La prima a portare la propria testimonianza è Claudia Pallanca, che ha raccontato come la disabilità sia parte integrante della sua vita, una sfida quotidiana soprattutto nella reazione delle persone: “Il nostro paese vive ancora di una mancanza di educazione civica che potrebbe aiutare molto di più ad integrarsi persone con disabilità lievi. All’estero c’è una maggior capacità di accettare la diversità, per cui la disabilità è valutata secondo il bisogno della persona. Si dovrebbe aiutare innanzitutto le famiglie a comprendere che nella vita nessuno è normale, siamo tutti particolari e speciali. Anche noi disabili dobbiamo uscire dalla nostra zona di comfort e cominciare noi ad avere un po’ più di coraggio”.

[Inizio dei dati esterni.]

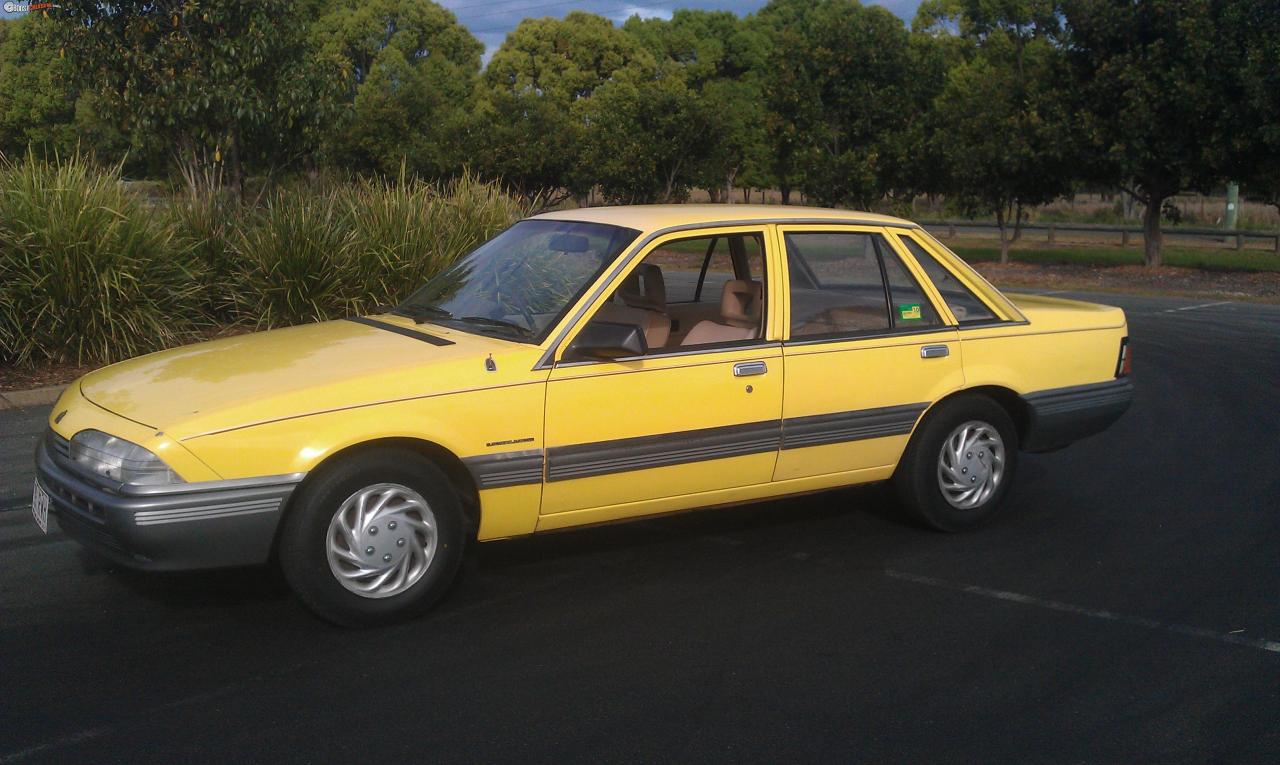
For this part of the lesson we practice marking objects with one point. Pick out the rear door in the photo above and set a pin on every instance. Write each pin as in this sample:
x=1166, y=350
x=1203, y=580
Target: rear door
x=867, y=351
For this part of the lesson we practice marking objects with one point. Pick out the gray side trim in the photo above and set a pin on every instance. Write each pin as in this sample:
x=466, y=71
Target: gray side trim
x=600, y=458
x=850, y=426
x=1075, y=398
x=624, y=261
x=507, y=468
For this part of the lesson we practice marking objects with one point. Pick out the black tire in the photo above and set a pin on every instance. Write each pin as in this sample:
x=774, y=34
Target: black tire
x=917, y=479
x=304, y=537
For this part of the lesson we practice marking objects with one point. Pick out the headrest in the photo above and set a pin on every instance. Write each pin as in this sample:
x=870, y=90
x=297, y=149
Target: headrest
x=644, y=288
x=740, y=302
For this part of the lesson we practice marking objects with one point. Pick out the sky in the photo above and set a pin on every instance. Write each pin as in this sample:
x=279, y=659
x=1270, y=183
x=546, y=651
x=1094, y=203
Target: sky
x=492, y=19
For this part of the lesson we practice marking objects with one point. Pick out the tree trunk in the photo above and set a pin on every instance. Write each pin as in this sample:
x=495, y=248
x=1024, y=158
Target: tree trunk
x=1152, y=238
x=237, y=166
x=1002, y=221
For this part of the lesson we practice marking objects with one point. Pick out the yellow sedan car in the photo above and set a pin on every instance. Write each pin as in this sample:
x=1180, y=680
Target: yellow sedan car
x=584, y=366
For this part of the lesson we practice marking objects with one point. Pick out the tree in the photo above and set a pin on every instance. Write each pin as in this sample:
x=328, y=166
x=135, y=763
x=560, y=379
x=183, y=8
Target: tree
x=40, y=105
x=526, y=118
x=1146, y=82
x=1000, y=124
x=721, y=59
x=231, y=79
x=410, y=69
x=839, y=87
x=644, y=134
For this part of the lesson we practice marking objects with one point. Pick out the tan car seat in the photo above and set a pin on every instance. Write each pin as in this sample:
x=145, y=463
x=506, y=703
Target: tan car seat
x=740, y=315
x=644, y=303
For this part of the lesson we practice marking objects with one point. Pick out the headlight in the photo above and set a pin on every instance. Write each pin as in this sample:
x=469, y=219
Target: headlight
x=120, y=461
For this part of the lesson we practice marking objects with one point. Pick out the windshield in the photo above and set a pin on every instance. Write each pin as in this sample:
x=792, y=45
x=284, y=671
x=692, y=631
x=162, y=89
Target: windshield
x=520, y=283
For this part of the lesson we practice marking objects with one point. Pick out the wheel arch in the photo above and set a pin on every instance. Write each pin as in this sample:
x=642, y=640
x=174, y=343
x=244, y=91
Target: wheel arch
x=449, y=463
x=1008, y=399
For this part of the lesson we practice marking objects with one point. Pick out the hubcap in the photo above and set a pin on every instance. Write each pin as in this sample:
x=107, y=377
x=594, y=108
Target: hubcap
x=382, y=540
x=970, y=465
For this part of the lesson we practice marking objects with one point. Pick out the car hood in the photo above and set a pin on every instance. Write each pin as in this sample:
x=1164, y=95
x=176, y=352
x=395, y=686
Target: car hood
x=289, y=372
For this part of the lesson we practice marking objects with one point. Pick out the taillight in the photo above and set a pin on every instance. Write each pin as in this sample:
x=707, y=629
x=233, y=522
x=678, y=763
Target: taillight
x=1125, y=361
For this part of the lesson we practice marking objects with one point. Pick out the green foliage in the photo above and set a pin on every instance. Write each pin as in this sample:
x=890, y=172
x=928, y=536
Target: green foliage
x=528, y=117
x=91, y=273
x=644, y=137
x=1148, y=87
x=86, y=271
x=1249, y=37
x=720, y=59
x=1001, y=131
x=1185, y=257
x=314, y=255
x=563, y=59
x=222, y=78
x=840, y=90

Nel descrivere la sua esperienza, Danilo Devigili ha parlato di dover provare a mettere le risorse aziendali a disposizione delle cause della disabilità, per far progredire la cultura dell’accettazione e della convivenza con persone preziosissime anche per il mondo del lavoro. “Basta parole, servono fatti: anche i disabili devono poter lavorare, a scapito della cultura dell’efficienza produttivistica che ancora regna in molte aziende. Le leggi servono ma bisogna cambiare la testa delle persone che animano le imprese”. Uno stereotipo, quello del criterio della produttività, che anche la cultura della sostenibilità sta contribuendo ad abbattere, secondo Devigili.

Occorre capire quali sono le diverse istanze: ogni persona ha le sue unicità e servono percorsi personalizzati. Questo il concetto da cui è voluto partire Monsignor Renzo Pegoraro, che in merito della promozione della cultura dell’inclusione ha invocato la necessità di tradurla in pratica affinché si realizzi: “Ci sono realtà positive, ne abbiamo fatta di strada in cinquant’anni. C’è però ancora molto da fare per altre sfide che si affacciano, come la questione degli anziani che diventano disabili: serve una inclusione che prosegua nel tempo attraverso le diverse stagioni della vita, questo cammino necessita di dinamismo e flessibilità”.

Stefano Carmenati ha poi raccontato come la comunità di Sant’Egidio abbia scoperto un mondo al di là delle apparenze nell’approcciarsi alle disabilità, che sembrano limitare le persone in una società abituata alla produttività come standard ma che invece vanno davvero oltre le categorie a cui siamo abituati. “Riconoscere che siamo tutti sulla stessa barca è fondamentale” dice Carmenati. “La multiculturalità forse aiuta sul piano dell’inclusione delle persone con disabilità per certi versi, ma non sempre. Qui in Italia spesso facciamo cose anche straordinarie ma poi non riusciamo a valorizzarle, come succede con gli insegnanti di sostegno. Quello del lavoro è un tema fondamentale e che può essere decisivo nell’abbattere certe barriere”.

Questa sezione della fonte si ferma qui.